New developments from the IGPA Early Investments Policy Initiative team

Wednesday, April 11, 2018

New developments from the IGPA Early Investments Policy Initiative team

The Early Investments Policy Initiative team at IGPA has developed the following new evidence about classroom quality in child care centers and pre-kindergarten programs relevant to national, state, and local policy. 

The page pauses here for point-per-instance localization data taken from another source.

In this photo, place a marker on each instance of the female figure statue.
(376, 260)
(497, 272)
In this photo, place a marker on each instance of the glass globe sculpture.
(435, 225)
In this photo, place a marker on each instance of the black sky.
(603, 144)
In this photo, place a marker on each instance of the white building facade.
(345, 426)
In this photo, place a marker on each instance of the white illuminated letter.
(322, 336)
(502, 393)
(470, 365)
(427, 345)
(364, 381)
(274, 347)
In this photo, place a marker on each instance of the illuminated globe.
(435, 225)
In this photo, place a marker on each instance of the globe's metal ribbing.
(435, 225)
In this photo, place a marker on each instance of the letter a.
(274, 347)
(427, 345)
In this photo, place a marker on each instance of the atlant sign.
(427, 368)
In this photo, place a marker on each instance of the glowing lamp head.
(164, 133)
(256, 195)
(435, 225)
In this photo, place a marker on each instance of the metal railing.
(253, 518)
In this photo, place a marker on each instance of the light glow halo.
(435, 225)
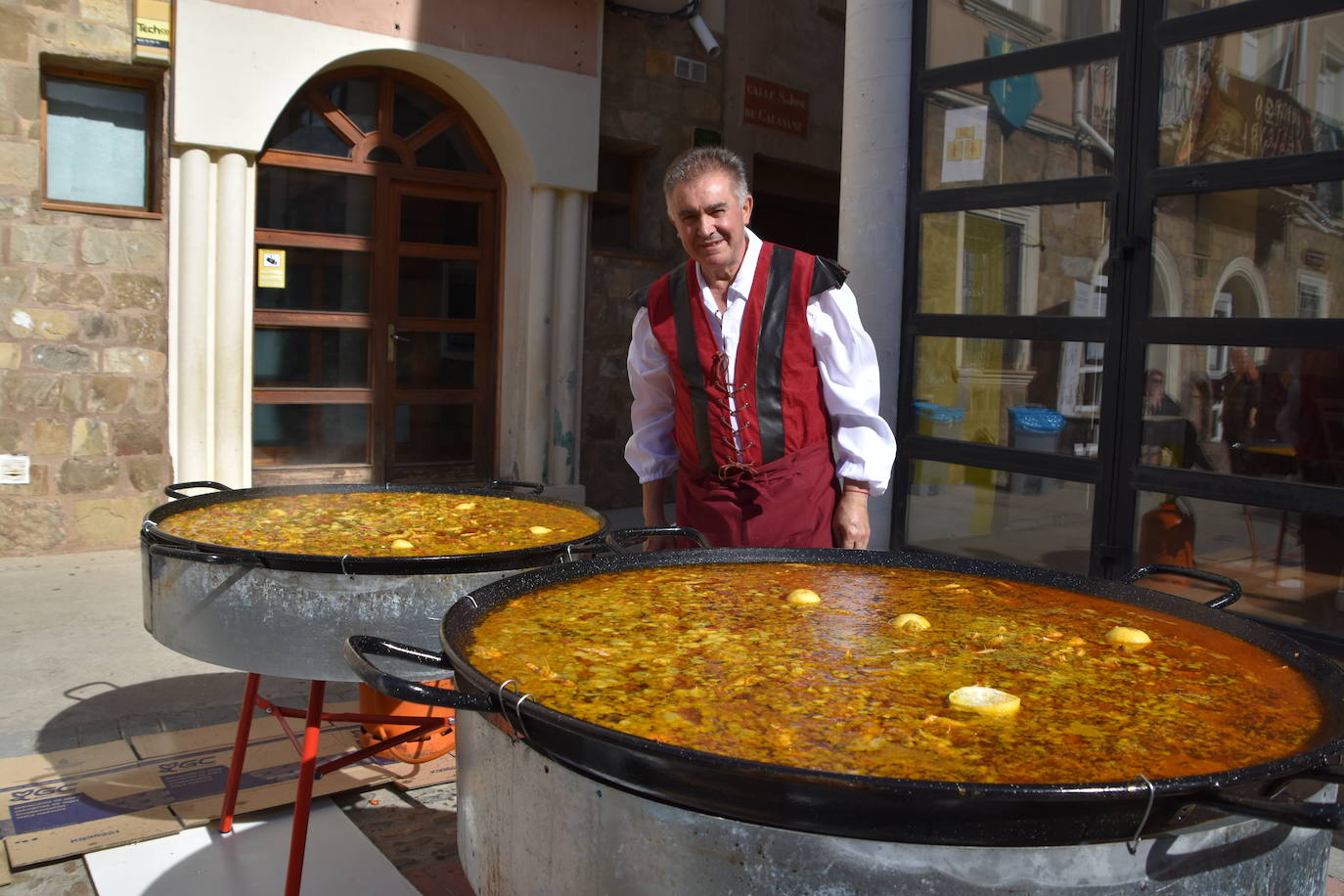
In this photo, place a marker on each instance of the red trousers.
(787, 504)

  • A large-scale psychometric study solidified evidence regarding problems with the standard stop-scoring approach in the Early Childhood Environment Rating Scale, Revised (ECERS-R) by analyzing eight studies offering 14 waves of data collected from approximately 4,000 classrooms. Employing new statistical models to build on recent studies showed that all 36 items demonstrated the puzzling issue in which true quality was flat or decreased when going from lower to higher categories. These results caution against, for instance, comparing average item scores to cutoffs in accountability systems. Read the Policy Brief. The Early Investments team gratefully acknowledges funding from the Institute of Education Sciences (conclusions are the authors, and do not necessarily reflect institute views).
     
  • Another innovative project used panoramic and close-up cameras to approximate what visitors see live when visiting classrooms. A dozen faculty and students rated over 420 15-minute clips from these videos using the Classroom Assessment Scoring System (CLASS), Pre-K. Doing so allowed the team to investigate inter-rater reliability, within- and between-day fluctuations, and differential interpretations of the same coding instructions and classroom activities. The results point to substantial measurement error due to differences in ratings between coders and across time, reinforcing recent concerns about reliance on scores by a single rater on a single day in policy monitoring systems. Read more about this.
     
  • A systematic review also revealed that the evidence base for specific teaching practices to support the emotional competencies in state early learning standards is thin. The team identified just 29 published studies on the topic. The overall association between practices and competencies was small across these studies, but each had important design and measurement limitations that should be addressed in order to strengthen the evidence. Given all 50 states have established social-emotional early learning standards and many, including Illinois, require teachers to align curricula and assessment to these standards, building evidence to guide practice should be a high priority. Learn more about it. 
     

One effort currently underway to address some of the limitations identified across these three studies, for instance, is the EMOTERS project, a $1.4 million effort funded by the Institute of Education Sciences in which members of the IGPA Early Investments Initiative team (and collaborators from George Mason University) are using the initiative's video pilot data and approach as well as state-of-the-art statistical models as they develop a new measure of teachers' supports for young children's emotional development.